I was quite intrigued by this quote: “I’ve always said that I don’t respect people who don’t proselytize. I don’t respect that at all. If you believe that there’s a heaven and a hell, and people could be going to hell or not getting eternal life, and you think that it’s not really worth telling them this because it would make it socially awkward…how much to you have to hate somebody to not proselytize? How much do you have to hate somebody to believe everlasting life is possible and not tell them that? “  Now…here’s the kicker. That quote is by magician and entertainer (and atheist) Penn Jillette

Maybe…just maybe…our silence is deafening.  Maybe we ought to stop bowing down to the “tolerance police” and start standing for Truth. Those are my thoughts. What are yours?

 

Integrity

Sunday, October 29th, 2017

Part of my sermon Sunday was on being Authenticity-Minded. That brought in the subject of the title:

INTEGRITY

When I was studying I ran across a couple of quotes which said volumes to me and, of course, used:

Honesty and transparency make you vulnerable. Be honest and transparent anyway. Mother Teresa

Another one came across loud and clear:

Integrity doesn’t come in degrees: low, medium, or high. You either have integrity or you don’t. Tony Dungy

It is never easy being real. Or honest. Or vulnerable. Or a person of integrity. Tragically we live in a world where people are more shocked by a display of integrity than the lack of it. More and more people are surprised when someone does something right or out of the ordinary to set things right than when someone fails.

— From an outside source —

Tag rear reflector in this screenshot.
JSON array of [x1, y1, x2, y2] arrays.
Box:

Authenticity involves our integrity. Practicing integrity means our behavior matches our beliefs. But keep this in mind: personal integrity is not the same thing as your reputation. Your reputation is who other people think you are. Your integrity (or lack of it) is who you really are.

Craig Groeschel wrote a book called Alter Ego. In it he tells a story of when his golf coach caught him stealing a golf ball from a miniature golf course and kicked him off the team.  He said, “If you’ll steal a golf ball, you’ll steal other things.” After some pleading on Craig’s part, the coach took him outside to talk and said words Craig says he will never forget:

If you have integrity, that’s all that matters. And if you don’t have integrity, well…that’s really all that matters.

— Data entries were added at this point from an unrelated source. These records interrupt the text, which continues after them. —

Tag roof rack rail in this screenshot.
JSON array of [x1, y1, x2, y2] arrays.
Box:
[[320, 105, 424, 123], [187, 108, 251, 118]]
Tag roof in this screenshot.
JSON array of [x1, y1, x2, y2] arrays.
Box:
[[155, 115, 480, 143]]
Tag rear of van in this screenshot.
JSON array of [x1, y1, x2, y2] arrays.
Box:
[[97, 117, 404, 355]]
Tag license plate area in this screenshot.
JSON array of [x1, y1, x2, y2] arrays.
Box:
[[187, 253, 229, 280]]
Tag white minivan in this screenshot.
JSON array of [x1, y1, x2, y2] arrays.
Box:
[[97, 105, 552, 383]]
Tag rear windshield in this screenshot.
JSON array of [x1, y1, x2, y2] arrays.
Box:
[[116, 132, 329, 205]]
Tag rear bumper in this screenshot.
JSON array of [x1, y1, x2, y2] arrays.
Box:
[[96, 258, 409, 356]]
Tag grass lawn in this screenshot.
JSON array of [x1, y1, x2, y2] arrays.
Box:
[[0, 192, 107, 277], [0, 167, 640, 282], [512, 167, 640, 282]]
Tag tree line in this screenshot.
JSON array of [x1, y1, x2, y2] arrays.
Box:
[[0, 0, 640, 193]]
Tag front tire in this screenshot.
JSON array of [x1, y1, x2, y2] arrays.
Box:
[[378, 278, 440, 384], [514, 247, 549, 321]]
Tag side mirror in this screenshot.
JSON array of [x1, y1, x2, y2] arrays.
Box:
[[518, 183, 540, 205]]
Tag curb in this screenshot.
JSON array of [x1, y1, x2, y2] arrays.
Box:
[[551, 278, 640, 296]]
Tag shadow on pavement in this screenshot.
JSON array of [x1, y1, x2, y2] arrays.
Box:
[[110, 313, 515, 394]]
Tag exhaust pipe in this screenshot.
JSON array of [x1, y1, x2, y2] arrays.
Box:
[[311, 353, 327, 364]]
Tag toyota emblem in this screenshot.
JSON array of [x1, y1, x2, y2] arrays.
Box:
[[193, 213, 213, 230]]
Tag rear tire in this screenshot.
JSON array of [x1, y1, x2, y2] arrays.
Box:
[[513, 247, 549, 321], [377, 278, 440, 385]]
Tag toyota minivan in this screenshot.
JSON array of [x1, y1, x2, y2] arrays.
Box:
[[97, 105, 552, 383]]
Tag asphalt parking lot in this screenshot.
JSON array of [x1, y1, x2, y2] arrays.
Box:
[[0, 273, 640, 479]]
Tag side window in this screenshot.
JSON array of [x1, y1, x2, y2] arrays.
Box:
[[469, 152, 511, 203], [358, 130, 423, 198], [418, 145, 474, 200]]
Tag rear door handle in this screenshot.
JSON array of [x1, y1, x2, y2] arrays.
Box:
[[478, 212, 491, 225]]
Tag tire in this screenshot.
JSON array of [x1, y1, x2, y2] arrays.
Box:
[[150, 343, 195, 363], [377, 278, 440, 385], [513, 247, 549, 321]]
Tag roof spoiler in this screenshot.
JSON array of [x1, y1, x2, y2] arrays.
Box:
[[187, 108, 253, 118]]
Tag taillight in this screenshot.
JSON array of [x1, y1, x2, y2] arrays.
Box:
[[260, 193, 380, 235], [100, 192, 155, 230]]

Wise, wise words. And in my mind, that about sums it up.  Any thoughts?

Admission

Sunday, August 27th, 2017

I don’t think it is just a “man thing.”

Nor do I think it is just a “woman thing.”

I do, however, think it is a “human thing.”

What is that you ask?

Admitting we are wrong.

Who me? Admit I’m wrong? We make all kinds of jokes about that. Who hasn’t heard the old standby? “I thought I was wrong once…but I was mistaken.” More arguments and fights could be avoided if someone…the guilty party(ies) would simply admit, “I was wrong. I made a mistake. I’m sorry.”

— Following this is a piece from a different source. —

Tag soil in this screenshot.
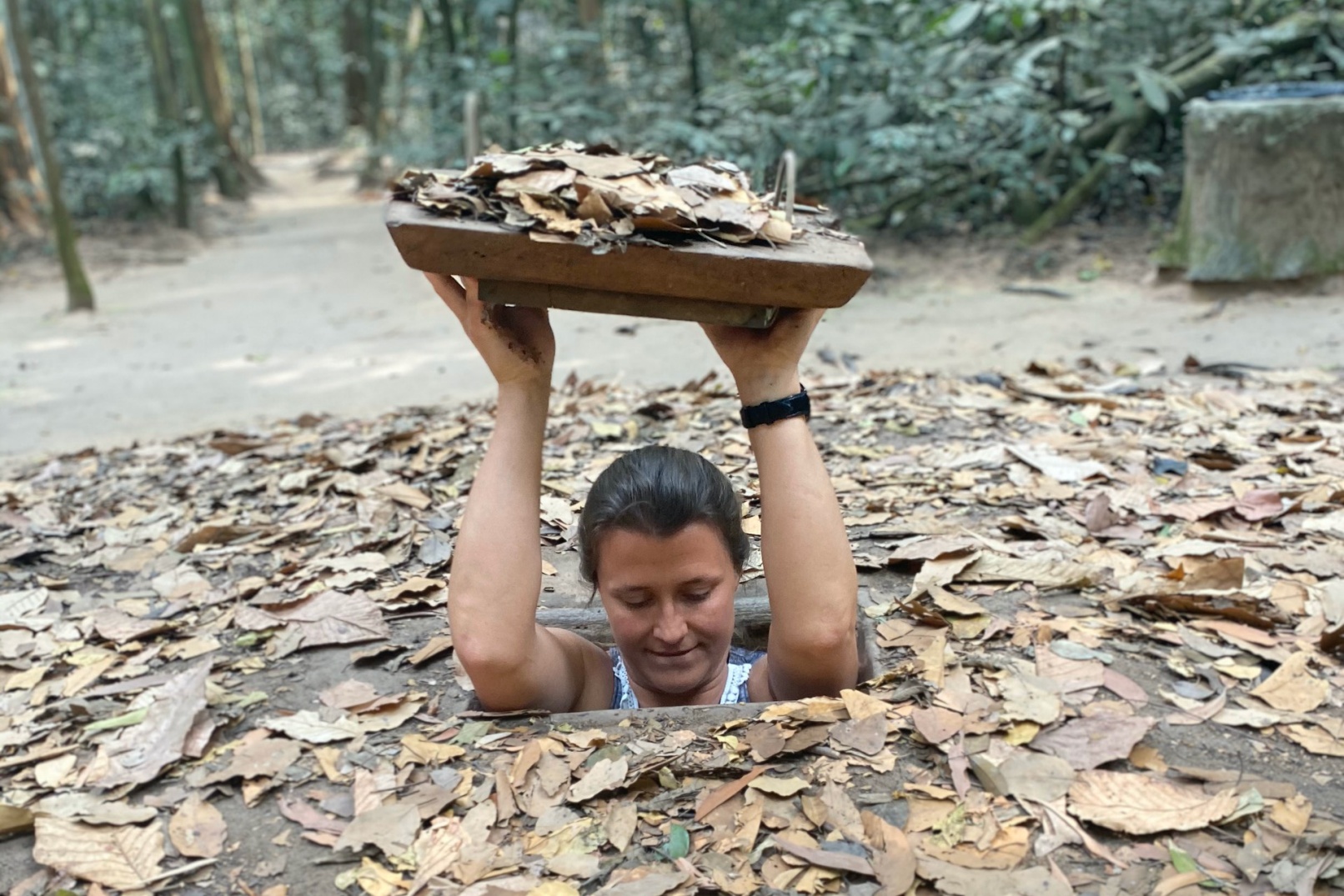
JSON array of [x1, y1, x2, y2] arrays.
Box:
[[0, 150, 1344, 893], [0, 154, 1344, 467]]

Like I said…most arguments and fights could be avoided if someone would voice those three magic words: “I was wrong.”

I read an interesting line this past week from a book called The Imperfect Pastor by Zack Eswine. I started reading it several months ago…got waylaid and sidetracked…but after lunch with a fellow pastor this past week, I decided it might be a good thing to keep reading it. Glad I did because I read this:

Because we are right on one thing, never means that we are right about everything or even about what matters most. (p.109)

I can attest to that. I’d like to believe I am right…not just once, not just twice, but all most of the time.  I will occasionally slip up and admit my mistakes. 🙂 The point he makes is during a discussion in Luke 7 involving the Pharisee’s inability to recognize that truth. He wanted to judge instead of love.